Submitter: Oleg Smirnov
Description: John Wheeler once famously said, "If you are not completely confused by quantum mechanics, you do not understand it." We don't know if he understood self-calibration, but we can only assume that if he did, he would have found it pretty confusing too!

In 2004, Ger de Bruyn obtained a 92cm WSRT observation of the field J1819+3845. This turned up a string of "ghost sources" connecting the brightest source in the field with Cyg A, which was 20 degrees away, coming in through a far sidelobe. The ghosts were remarkable in that they were composed of perfect rings, and their position remained constant with frequency.
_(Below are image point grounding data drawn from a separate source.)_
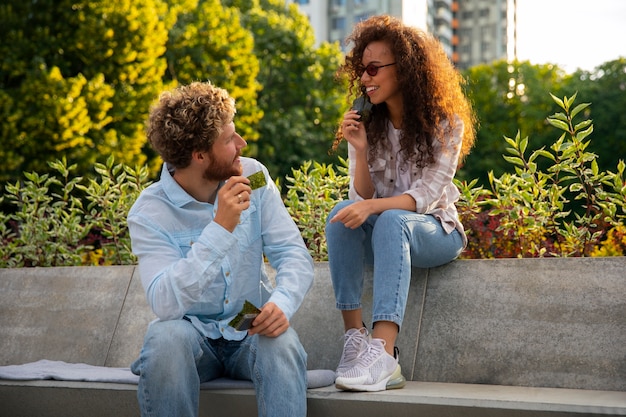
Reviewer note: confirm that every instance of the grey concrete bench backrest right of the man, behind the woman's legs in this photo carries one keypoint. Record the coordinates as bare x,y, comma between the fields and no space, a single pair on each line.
552,322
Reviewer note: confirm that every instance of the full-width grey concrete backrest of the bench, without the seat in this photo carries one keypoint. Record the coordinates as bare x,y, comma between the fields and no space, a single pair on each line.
522,322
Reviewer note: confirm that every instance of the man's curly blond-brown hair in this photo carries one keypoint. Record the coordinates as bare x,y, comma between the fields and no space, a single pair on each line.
187,119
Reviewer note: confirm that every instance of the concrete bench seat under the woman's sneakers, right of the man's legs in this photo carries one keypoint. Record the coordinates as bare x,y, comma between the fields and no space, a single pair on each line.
446,399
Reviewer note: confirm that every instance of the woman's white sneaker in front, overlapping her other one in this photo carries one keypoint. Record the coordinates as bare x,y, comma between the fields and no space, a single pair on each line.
374,368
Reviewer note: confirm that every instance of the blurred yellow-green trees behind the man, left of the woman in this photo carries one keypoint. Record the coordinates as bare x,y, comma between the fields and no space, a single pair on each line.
77,78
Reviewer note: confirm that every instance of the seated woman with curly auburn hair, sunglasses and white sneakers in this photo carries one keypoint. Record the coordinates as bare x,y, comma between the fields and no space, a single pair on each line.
403,155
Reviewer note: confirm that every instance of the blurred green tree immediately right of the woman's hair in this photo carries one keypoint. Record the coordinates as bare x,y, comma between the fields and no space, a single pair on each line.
507,98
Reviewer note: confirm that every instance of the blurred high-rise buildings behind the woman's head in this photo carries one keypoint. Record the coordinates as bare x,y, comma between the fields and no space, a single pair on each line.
471,31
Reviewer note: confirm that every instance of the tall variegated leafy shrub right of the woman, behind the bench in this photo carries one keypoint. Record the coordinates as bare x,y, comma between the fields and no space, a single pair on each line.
563,211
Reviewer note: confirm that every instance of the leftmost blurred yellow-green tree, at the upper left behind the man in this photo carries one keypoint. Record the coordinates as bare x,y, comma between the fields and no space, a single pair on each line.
76,80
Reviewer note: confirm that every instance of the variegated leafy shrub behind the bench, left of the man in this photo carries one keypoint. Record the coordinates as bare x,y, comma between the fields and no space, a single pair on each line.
52,226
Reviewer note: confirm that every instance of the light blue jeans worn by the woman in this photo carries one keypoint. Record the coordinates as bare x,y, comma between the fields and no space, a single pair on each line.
392,241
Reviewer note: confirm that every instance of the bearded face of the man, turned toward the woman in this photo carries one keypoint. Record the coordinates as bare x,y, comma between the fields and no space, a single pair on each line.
224,155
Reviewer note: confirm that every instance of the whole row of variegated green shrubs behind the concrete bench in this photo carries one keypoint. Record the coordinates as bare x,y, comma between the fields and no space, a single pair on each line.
569,209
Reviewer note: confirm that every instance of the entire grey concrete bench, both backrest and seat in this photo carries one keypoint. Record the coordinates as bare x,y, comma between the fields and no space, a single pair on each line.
509,337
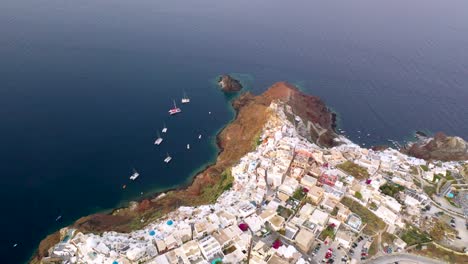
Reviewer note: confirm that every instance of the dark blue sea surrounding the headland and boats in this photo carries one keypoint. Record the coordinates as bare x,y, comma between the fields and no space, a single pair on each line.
85,85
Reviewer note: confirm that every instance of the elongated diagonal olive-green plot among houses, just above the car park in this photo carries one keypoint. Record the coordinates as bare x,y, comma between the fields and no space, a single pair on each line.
373,223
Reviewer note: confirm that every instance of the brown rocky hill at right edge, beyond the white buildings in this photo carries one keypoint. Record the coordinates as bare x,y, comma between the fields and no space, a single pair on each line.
440,147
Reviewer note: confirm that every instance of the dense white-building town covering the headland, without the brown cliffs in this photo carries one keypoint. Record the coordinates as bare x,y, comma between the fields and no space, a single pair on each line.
292,201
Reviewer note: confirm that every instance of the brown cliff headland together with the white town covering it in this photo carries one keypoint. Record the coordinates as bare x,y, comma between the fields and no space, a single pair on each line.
285,189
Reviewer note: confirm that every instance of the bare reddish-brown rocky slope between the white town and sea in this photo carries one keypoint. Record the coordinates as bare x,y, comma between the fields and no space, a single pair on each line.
238,138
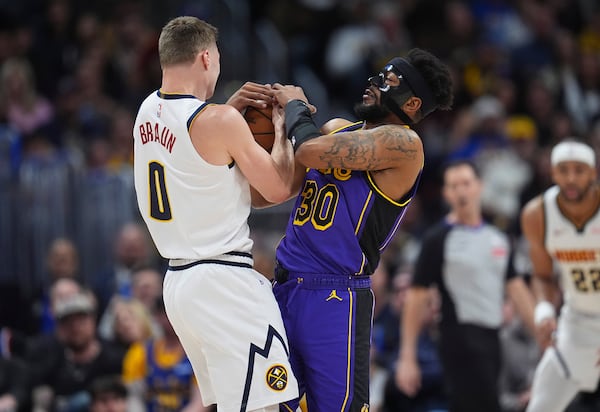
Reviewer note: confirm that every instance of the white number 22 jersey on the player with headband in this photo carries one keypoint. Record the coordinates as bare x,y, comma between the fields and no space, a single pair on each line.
576,253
Despite trying, nobody could come up with an adequate explanation for the ghosts -- it wasn't even clear if they were errors in the data, or were a calibration artifact. Eventually the mystery was filed away as a one-off error and mostly forgotten.

Recently, we started seeing ghosts in LOFAR maps. Despite looking very different, they did bring back memories. Then, serendipity struck. A wonky telescope during a completely unrelated 21cm WSRT observation ( http://www.astron.nl/dailyimage/main.php?date=20100805 ) produced a string of ghosts that looked very similar to the 2004 ones. Even better, they went away once differential gains were applied and selfcal was redone. This proved to be the vital clue.

It turns out that ghosts are caused, rather simply, by "selfcal contamination" -- i.e. flux missing from the sky model during calibration. Of course, contamination occurs (almost by definition) during any selfcal, but normally it manifests itself as faint artifacts around dominant sources, plus noise-like crud. It turns out that if the contaminating flux is localized, and is far away from the phase centre (as was the case in 2004, where an imperfect model of CygA was responsible for contamination), and the dynamic range is sufficiently high, the crud turns into coherent structures -- namely, ghosts! We do not yet understand all the mathematics involved (like quantum mechanics, the more we understand, the more fascinating and confusing they get), but a series of simulations makes this process perfectly clear.

The animation above shows one result of our simulations. Here, we have simulated a 1 Jy central point source, and three 1 mJy "contaminators". We do selfcal using a model containing only the central source, which produces slightly incorrect solutions due to the unmodelled contaminators. We then subtract all sources from the data. The resulting image shows "distilled" artifacts: flux from the central source that has been scattered through the map by the application of contaminated selfcal solutions. Successive frames of the animation correspond to increasing distance of the contaminators from the phase centre. As they get further away, perfect counterparts to the 2004 ghosts start forming up!

A more detailed report on these matters will be presented at the CALIM2010 meeting at ASTRON, on Monday, August 23rd.